En l’occurrence, l’arrêt attaqué constatait que le procureur général avait déposé le dossier au greffe de la chambre de l’instruction et y avait joint ses réquisitions écrites pour être tenues à la disposition des avocats, que l’ordonnance de gel n’avait pas été notifiée à la société requérante, mais que l’avocat de celle-ci avait admis dans un courrier qu’elle avait eu accès à l’ordonnance. Il ajoutait que le certificat de gel comportait de nombreuses mentions notamment les motifs de la décision de gel, la nature et la qualification juridique des faits qui la justifiait, ainsi que le résumé des faits connus de l’autorité judiciaire qui en était l’auteur. Et enfin, que la société requérante et son conseil avaient eu accès au dossier de la cour et aux réquisitions de l’avocat général.
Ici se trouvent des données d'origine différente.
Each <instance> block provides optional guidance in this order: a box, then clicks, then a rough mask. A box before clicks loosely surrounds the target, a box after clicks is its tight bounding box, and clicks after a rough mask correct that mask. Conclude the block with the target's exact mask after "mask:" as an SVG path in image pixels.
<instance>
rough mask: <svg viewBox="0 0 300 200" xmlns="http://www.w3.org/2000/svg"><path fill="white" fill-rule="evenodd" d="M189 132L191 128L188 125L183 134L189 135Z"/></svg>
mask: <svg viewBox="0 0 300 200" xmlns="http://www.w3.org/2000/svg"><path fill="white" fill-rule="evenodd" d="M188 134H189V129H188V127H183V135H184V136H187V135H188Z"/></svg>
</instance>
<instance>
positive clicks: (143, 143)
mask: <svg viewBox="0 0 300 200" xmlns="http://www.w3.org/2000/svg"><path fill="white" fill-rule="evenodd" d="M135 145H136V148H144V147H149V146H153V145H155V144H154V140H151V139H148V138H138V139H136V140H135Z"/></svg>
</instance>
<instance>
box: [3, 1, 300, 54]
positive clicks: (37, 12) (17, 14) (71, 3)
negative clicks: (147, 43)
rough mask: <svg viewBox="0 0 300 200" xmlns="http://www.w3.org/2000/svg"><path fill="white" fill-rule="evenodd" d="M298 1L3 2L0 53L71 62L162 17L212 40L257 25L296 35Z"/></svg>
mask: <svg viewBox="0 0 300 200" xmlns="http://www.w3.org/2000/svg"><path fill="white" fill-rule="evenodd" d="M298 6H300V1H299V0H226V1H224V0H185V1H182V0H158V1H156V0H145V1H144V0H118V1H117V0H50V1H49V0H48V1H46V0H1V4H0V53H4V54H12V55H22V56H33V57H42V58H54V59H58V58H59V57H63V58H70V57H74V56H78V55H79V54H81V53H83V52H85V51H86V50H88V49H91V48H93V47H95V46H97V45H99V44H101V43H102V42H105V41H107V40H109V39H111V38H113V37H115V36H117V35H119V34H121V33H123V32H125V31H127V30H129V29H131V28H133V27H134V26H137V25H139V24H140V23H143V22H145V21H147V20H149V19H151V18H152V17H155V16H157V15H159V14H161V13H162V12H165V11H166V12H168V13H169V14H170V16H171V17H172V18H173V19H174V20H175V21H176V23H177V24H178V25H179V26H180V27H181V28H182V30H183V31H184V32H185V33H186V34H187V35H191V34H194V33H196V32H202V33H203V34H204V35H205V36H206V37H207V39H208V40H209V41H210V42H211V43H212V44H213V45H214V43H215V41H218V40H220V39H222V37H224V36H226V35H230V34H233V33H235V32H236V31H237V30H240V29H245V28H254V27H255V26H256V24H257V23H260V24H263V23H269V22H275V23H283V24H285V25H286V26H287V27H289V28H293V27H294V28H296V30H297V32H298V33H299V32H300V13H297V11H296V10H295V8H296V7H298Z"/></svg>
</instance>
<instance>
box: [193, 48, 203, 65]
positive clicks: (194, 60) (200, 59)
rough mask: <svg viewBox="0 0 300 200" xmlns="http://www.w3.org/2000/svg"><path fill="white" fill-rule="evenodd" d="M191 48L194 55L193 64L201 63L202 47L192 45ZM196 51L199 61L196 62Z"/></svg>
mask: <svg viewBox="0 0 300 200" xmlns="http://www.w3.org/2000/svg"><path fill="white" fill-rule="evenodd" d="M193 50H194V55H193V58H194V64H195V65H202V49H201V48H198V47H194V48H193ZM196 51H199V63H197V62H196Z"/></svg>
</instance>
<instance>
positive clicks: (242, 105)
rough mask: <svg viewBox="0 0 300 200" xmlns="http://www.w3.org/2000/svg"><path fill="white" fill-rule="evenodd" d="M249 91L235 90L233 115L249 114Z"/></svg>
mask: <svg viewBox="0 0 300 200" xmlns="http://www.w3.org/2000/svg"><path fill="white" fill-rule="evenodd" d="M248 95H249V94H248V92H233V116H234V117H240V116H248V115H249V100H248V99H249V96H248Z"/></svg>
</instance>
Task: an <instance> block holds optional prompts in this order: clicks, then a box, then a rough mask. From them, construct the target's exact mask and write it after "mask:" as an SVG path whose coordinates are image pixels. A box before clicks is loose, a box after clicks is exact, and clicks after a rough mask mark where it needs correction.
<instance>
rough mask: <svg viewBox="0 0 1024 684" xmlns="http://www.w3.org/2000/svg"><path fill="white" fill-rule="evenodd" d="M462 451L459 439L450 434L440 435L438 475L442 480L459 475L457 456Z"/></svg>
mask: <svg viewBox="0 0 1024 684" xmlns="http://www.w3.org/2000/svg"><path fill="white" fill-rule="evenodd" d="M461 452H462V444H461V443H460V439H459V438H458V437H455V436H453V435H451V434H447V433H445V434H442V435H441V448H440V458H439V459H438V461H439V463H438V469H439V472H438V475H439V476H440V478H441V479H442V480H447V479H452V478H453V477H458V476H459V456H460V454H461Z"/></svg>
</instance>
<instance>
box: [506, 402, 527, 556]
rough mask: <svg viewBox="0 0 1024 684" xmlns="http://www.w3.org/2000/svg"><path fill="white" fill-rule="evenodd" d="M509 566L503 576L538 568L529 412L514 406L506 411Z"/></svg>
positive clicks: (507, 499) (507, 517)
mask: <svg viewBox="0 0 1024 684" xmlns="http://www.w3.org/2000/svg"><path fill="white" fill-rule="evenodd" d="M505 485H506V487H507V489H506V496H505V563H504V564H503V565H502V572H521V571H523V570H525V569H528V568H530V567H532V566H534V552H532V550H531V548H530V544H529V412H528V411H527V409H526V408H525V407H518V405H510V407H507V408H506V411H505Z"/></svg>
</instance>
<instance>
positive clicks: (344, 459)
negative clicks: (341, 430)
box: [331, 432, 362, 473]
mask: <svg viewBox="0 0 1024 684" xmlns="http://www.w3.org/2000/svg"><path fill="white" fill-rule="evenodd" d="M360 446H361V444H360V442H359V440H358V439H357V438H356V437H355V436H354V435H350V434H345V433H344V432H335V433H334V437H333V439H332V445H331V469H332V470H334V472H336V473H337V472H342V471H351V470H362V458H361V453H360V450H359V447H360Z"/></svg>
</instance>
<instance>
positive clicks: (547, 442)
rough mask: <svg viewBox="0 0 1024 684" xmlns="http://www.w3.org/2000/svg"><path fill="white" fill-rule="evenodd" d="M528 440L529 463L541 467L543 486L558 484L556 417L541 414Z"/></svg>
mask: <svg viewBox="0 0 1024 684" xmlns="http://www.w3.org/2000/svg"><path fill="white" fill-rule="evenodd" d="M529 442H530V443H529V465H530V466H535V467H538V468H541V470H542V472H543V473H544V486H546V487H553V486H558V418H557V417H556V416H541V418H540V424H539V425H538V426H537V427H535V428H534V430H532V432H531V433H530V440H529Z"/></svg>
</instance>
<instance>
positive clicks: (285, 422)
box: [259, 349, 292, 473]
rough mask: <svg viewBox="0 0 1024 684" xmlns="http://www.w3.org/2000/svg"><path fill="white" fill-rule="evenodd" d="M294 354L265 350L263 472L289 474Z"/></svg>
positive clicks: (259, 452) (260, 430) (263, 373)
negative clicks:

Ces mentions sont jugées insuffisantes. Selon la Cour de cassation, la chambre de l’instruction aurait du être en mesure de constater (et constater) que la société s’était vu communiquer l’ordonnance de gel dans les conditions de l’article 197 du code de procédure pénale, et identifier, directement ou par renvoi à un inventaire éventuellement dressé par le procureur général, chacune des pièces mises à la disposition de l’avocat de cette société. La cassation est donc prononcée avec renvoi, à charge pour la cour statuant post-cassation d’organiser les débats dans le respect du contradictoire et du principe d’utilité du recours.